Can Analytics Really Make FAs Smarter?
Investment platform provider Envestnet says it’s putting technology to work to give its brokerage and RIA clients better insights into their clients’ financial lives — and a sharper sense of what they should be charging.
“We’ve freed up production data in a really agile way to provide the analytics advisors can use,” Frank Coates, executive managing director at Envestnet’s Yodlee division, tells FA-IQ.
In effect, Yodlee, a financial data aggregator Envestnet acquired about 20 months ago, is taking data from Envestnet’s brokerage-centric investment and portfolio management platforms and from its Tamarac business, which provides analogous services to RIAs. Yodlee then scrubs out identifying details and repurposes the data as information FAs can call on to get a better sense of, for instance, their clients’ saving and spending habits.

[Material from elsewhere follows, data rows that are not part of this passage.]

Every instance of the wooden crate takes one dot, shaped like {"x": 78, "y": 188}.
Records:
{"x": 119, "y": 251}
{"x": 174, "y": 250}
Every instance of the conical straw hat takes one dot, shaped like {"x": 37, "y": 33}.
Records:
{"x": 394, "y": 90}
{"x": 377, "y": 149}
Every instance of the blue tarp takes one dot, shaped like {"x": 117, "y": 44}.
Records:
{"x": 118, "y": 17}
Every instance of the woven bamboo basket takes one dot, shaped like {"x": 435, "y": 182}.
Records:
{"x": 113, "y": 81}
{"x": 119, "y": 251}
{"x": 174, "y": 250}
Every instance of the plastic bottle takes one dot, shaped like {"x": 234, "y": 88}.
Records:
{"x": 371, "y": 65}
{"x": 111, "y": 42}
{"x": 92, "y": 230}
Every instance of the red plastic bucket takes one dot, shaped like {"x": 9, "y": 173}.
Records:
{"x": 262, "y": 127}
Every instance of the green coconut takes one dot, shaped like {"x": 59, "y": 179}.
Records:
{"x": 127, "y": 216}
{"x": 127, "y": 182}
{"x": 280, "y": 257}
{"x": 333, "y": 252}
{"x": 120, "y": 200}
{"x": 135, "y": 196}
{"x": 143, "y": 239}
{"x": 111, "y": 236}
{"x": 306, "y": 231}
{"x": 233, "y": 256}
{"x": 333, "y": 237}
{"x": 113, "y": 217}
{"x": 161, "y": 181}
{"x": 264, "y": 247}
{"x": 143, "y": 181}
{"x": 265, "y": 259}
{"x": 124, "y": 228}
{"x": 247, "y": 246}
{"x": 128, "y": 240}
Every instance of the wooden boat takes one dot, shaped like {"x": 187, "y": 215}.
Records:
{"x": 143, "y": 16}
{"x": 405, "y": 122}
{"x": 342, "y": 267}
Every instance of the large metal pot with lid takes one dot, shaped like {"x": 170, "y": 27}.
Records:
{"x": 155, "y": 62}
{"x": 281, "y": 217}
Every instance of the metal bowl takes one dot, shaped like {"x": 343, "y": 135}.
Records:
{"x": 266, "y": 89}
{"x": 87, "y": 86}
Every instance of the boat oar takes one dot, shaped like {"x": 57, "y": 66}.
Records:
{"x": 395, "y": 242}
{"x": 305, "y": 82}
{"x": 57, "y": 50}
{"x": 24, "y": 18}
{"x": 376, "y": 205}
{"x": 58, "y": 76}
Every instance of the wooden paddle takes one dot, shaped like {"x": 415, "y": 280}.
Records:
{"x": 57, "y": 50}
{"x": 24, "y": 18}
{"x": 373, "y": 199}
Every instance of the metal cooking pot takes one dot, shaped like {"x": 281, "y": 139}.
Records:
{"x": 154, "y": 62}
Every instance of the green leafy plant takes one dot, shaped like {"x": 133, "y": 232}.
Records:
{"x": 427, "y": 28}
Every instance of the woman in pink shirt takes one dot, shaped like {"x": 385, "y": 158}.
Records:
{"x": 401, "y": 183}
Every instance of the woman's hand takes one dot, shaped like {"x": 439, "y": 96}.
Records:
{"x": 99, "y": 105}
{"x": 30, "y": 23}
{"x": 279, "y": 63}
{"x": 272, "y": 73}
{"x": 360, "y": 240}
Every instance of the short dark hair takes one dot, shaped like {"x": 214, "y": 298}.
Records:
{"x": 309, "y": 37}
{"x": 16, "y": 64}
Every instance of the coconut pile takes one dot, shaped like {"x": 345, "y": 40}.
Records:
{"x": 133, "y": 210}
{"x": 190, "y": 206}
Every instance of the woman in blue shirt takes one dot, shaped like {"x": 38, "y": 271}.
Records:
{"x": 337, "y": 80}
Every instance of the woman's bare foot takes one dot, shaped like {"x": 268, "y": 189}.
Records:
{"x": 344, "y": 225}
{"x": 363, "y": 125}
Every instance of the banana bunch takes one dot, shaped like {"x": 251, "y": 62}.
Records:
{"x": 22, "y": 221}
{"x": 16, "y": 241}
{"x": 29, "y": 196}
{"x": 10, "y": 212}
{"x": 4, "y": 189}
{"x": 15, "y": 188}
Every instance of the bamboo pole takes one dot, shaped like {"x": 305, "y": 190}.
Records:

The aim, according to Coates, is to give advisors support for providing more targeted financial advice.
This information can also help advisors understand what other advisors charge their clients — and what services they offer to justify their prices.

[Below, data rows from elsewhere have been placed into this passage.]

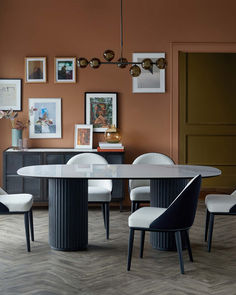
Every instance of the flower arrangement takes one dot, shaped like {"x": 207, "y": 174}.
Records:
{"x": 15, "y": 123}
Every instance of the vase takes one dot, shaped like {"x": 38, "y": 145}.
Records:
{"x": 16, "y": 137}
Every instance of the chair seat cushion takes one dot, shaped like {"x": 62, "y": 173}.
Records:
{"x": 143, "y": 217}
{"x": 98, "y": 194}
{"x": 220, "y": 203}
{"x": 141, "y": 193}
{"x": 17, "y": 202}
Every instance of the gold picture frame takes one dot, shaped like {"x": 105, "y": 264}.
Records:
{"x": 65, "y": 69}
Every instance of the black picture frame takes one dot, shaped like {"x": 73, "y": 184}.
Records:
{"x": 101, "y": 110}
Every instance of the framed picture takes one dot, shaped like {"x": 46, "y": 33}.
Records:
{"x": 10, "y": 94}
{"x": 45, "y": 117}
{"x": 101, "y": 110}
{"x": 83, "y": 136}
{"x": 148, "y": 82}
{"x": 35, "y": 70}
{"x": 65, "y": 69}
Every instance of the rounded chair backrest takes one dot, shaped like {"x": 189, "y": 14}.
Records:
{"x": 181, "y": 212}
{"x": 91, "y": 158}
{"x": 149, "y": 158}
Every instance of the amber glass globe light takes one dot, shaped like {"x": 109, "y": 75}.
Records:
{"x": 122, "y": 62}
{"x": 108, "y": 55}
{"x": 135, "y": 71}
{"x": 82, "y": 62}
{"x": 161, "y": 63}
{"x": 95, "y": 63}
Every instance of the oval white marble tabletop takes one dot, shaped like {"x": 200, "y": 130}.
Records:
{"x": 97, "y": 171}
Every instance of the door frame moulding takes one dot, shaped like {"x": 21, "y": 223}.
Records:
{"x": 187, "y": 47}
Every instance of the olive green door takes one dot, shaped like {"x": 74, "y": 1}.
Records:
{"x": 207, "y": 118}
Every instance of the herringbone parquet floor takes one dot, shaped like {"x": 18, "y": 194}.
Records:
{"x": 102, "y": 268}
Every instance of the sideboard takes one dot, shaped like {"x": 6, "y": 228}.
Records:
{"x": 15, "y": 159}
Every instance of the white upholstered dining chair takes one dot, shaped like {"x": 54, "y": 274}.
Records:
{"x": 99, "y": 191}
{"x": 218, "y": 204}
{"x": 140, "y": 188}
{"x": 177, "y": 218}
{"x": 19, "y": 204}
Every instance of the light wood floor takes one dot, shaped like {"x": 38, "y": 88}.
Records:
{"x": 102, "y": 268}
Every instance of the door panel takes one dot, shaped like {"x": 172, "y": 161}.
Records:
{"x": 207, "y": 114}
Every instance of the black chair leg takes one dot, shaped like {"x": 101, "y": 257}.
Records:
{"x": 133, "y": 205}
{"x": 103, "y": 214}
{"x": 188, "y": 245}
{"x": 142, "y": 243}
{"x": 210, "y": 231}
{"x": 27, "y": 231}
{"x": 31, "y": 224}
{"x": 130, "y": 247}
{"x": 107, "y": 214}
{"x": 207, "y": 224}
{"x": 179, "y": 249}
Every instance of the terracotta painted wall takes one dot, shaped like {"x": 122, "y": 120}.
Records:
{"x": 86, "y": 28}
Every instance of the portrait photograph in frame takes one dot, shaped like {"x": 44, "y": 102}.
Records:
{"x": 101, "y": 110}
{"x": 65, "y": 69}
{"x": 35, "y": 70}
{"x": 10, "y": 94}
{"x": 148, "y": 82}
{"x": 45, "y": 117}
{"x": 83, "y": 136}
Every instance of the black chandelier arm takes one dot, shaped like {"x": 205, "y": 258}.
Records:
{"x": 124, "y": 63}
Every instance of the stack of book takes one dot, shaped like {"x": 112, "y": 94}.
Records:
{"x": 110, "y": 147}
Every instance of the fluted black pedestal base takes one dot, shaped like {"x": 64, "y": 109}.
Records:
{"x": 163, "y": 192}
{"x": 68, "y": 214}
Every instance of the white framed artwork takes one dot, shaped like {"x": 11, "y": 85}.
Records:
{"x": 45, "y": 117}
{"x": 83, "y": 136}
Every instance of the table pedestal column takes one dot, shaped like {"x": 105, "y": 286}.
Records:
{"x": 68, "y": 214}
{"x": 163, "y": 192}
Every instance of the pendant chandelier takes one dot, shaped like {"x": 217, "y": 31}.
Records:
{"x": 122, "y": 62}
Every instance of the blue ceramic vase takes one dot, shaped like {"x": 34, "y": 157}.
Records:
{"x": 16, "y": 134}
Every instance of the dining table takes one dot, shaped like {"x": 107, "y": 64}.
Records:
{"x": 68, "y": 195}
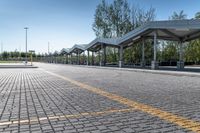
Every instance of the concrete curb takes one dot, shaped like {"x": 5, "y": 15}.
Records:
{"x": 16, "y": 66}
{"x": 165, "y": 72}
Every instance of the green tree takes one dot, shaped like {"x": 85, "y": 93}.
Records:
{"x": 197, "y": 15}
{"x": 178, "y": 15}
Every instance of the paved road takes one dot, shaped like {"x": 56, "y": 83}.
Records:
{"x": 43, "y": 100}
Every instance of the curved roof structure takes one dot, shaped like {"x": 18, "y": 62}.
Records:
{"x": 78, "y": 47}
{"x": 64, "y": 51}
{"x": 106, "y": 41}
{"x": 175, "y": 30}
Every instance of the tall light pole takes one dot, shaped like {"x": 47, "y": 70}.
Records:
{"x": 26, "y": 28}
{"x": 1, "y": 47}
{"x": 1, "y": 50}
{"x": 48, "y": 48}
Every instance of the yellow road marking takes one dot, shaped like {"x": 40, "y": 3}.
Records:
{"x": 32, "y": 120}
{"x": 181, "y": 121}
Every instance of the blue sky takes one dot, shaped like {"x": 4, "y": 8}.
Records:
{"x": 64, "y": 23}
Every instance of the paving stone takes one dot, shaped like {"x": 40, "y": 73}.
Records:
{"x": 31, "y": 94}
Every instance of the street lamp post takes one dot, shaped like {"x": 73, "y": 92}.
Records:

“When it comes to setting fee structures, financial advisors often work in a vacuum,” says Coates. “They want to how they’re doing things relative to others.”
Envestnet’s new analytics capabilities can also help advisors monitor client engagement. More, FAs can even get warnings about at-risk clients. “It gives them the ability to glean from unstructured data like emails key words that may indicate there’s a developing problem — in time to do something about it,” says Coates.

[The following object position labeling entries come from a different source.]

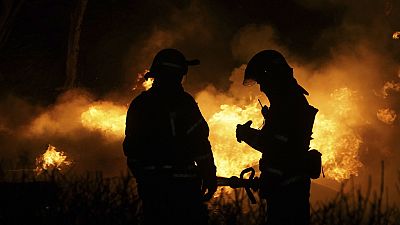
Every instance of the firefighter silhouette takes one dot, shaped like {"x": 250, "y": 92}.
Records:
{"x": 283, "y": 140}
{"x": 167, "y": 147}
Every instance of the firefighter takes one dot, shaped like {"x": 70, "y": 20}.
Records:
{"x": 283, "y": 140}
{"x": 167, "y": 147}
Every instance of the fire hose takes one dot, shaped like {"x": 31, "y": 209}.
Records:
{"x": 252, "y": 183}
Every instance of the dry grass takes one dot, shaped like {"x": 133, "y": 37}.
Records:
{"x": 93, "y": 199}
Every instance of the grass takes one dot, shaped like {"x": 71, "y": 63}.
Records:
{"x": 94, "y": 199}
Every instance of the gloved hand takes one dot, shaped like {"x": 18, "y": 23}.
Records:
{"x": 242, "y": 130}
{"x": 264, "y": 111}
{"x": 209, "y": 188}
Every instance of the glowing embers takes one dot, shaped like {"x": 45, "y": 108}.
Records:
{"x": 334, "y": 137}
{"x": 387, "y": 116}
{"x": 105, "y": 117}
{"x": 148, "y": 83}
{"x": 51, "y": 160}
{"x": 396, "y": 35}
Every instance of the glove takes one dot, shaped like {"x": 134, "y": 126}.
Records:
{"x": 209, "y": 188}
{"x": 242, "y": 131}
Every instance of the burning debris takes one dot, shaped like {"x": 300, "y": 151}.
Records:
{"x": 51, "y": 160}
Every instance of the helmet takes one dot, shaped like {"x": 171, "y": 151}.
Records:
{"x": 170, "y": 61}
{"x": 269, "y": 65}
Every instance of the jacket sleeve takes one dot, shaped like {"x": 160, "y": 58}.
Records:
{"x": 197, "y": 136}
{"x": 134, "y": 124}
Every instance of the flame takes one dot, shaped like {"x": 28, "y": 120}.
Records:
{"x": 338, "y": 143}
{"x": 333, "y": 135}
{"x": 148, "y": 83}
{"x": 334, "y": 138}
{"x": 389, "y": 87}
{"x": 105, "y": 117}
{"x": 396, "y": 35}
{"x": 387, "y": 116}
{"x": 51, "y": 160}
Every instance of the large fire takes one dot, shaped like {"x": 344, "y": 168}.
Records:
{"x": 51, "y": 160}
{"x": 105, "y": 117}
{"x": 332, "y": 135}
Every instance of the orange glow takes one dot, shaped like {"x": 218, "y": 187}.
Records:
{"x": 51, "y": 160}
{"x": 337, "y": 142}
{"x": 387, "y": 116}
{"x": 148, "y": 83}
{"x": 105, "y": 117}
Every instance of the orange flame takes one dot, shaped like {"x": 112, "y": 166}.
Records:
{"x": 105, "y": 117}
{"x": 51, "y": 160}
{"x": 148, "y": 83}
{"x": 396, "y": 35}
{"x": 333, "y": 135}
{"x": 387, "y": 116}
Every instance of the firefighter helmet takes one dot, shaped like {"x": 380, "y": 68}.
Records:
{"x": 170, "y": 61}
{"x": 268, "y": 65}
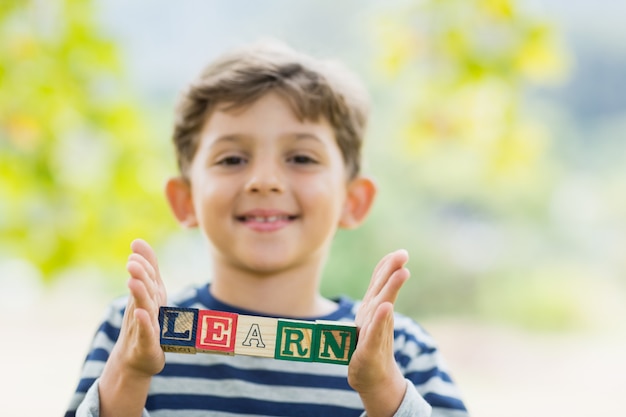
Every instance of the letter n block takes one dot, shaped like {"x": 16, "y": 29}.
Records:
{"x": 216, "y": 332}
{"x": 256, "y": 336}
{"x": 335, "y": 341}
{"x": 178, "y": 329}
{"x": 295, "y": 340}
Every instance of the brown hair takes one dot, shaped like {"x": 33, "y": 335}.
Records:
{"x": 313, "y": 88}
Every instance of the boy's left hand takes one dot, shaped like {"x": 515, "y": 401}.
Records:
{"x": 373, "y": 371}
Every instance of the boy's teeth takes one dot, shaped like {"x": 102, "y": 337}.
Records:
{"x": 269, "y": 219}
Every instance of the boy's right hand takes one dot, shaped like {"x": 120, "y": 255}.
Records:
{"x": 138, "y": 346}
{"x": 137, "y": 354}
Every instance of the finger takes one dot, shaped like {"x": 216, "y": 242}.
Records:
{"x": 389, "y": 293}
{"x": 392, "y": 262}
{"x": 378, "y": 335}
{"x": 142, "y": 297}
{"x": 137, "y": 270}
{"x": 142, "y": 248}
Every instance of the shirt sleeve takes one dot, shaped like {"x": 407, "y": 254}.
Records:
{"x": 422, "y": 365}
{"x": 90, "y": 406}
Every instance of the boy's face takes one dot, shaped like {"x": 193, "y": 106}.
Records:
{"x": 267, "y": 189}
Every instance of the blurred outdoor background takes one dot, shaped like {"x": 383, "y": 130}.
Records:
{"x": 498, "y": 139}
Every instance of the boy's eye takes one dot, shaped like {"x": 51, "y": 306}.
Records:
{"x": 302, "y": 159}
{"x": 231, "y": 160}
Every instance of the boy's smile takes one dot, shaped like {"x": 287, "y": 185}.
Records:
{"x": 265, "y": 220}
{"x": 267, "y": 189}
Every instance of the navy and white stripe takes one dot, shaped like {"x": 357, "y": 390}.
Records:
{"x": 230, "y": 386}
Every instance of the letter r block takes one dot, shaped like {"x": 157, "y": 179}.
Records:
{"x": 335, "y": 341}
{"x": 295, "y": 340}
{"x": 217, "y": 331}
{"x": 256, "y": 336}
{"x": 178, "y": 329}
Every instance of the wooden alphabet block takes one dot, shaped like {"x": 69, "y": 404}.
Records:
{"x": 256, "y": 336}
{"x": 335, "y": 341}
{"x": 216, "y": 332}
{"x": 178, "y": 329}
{"x": 295, "y": 340}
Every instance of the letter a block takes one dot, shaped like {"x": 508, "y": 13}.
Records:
{"x": 256, "y": 336}
{"x": 335, "y": 341}
{"x": 178, "y": 329}
{"x": 216, "y": 332}
{"x": 295, "y": 340}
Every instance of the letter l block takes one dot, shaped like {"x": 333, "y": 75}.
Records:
{"x": 178, "y": 329}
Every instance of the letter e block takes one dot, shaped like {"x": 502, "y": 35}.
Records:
{"x": 216, "y": 332}
{"x": 178, "y": 329}
{"x": 256, "y": 336}
{"x": 335, "y": 340}
{"x": 295, "y": 340}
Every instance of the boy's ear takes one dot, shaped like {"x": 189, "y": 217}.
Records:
{"x": 178, "y": 192}
{"x": 361, "y": 193}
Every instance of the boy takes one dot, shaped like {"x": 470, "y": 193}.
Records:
{"x": 268, "y": 144}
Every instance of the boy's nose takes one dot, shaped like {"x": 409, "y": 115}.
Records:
{"x": 264, "y": 178}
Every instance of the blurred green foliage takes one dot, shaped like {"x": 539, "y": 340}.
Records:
{"x": 471, "y": 182}
{"x": 78, "y": 168}
{"x": 465, "y": 173}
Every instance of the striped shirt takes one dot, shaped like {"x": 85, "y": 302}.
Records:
{"x": 230, "y": 386}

Alois Pirker, a wealth management expert with the consulting firm Aite Group, thinks Envestnet’s Yodlee-powered rollout may turn out to be something of a vindication.
When Chicago-based Envestnet bought Yodlee in the summer of 2015, its stock price took a tumble — and still hasn’t fully recovered. This was an unusual reaction to an acquisition by Envestnet – a fairly voracious buyer.
In Pirker’s view, investors had “unanswered questions” about Yodlee as a fit for Envestnet. “Yodlee was a departure,” says Pirker. “Envestnet’s previous acquisitions could be seen in terms of market consolidation or expansion into adjacent markets.” But the purchase of Yodlee, he says, “was a bet on the future, not just an exercise in mopping up market share.”
But the rosiness of that future hinges on Yodlee’s ability to take complicated, multi-source investment and client data from various parts of Envestnet and provide “quality outputs where they need to be and that advisors can use,” says Pirker. And that, he adds, is very different from “screen scraping data” on bank deposits and the like.
Will Trout agrees. Research firm Celent’s senior wealth management analyst says all investment-platform sponsors want to put more of the “big data” they generate at the service of their advisors. And Envestnet may be in a better position than bank-based brokerages like Merrill Lynch and Morgan Stanley to do that “given that their bread-and-butter is investment management.”
Envestnet has another advantage in Wheelhouse Analytics, a Philadelphia-area financial-software maker it acquired to little fanfare last autumn.
“The contribution of Wheelhouse” probably makes Yodlee more effective for Envestnet’s purposes, says Trout. As a standalone technology, however, Trout questions “the solidity of” Yodlee’s “investments analytics.”
Envestnet’s Coates says Wheelhouse — which he founded, and of which he is still CEO — had been working with Envestnet to bring Yodlee up to speed for about six months before it was acquired, and every day since.
“Envestnet needed a scalable way to use clients' financial data to answer a broad set of important questions advisors have about their businesses,” says Coates. To that end, while Yodlee does the heavy lifting, Wheelhouse “answers the question of how to free up production data for use in analytics in a really agile way.”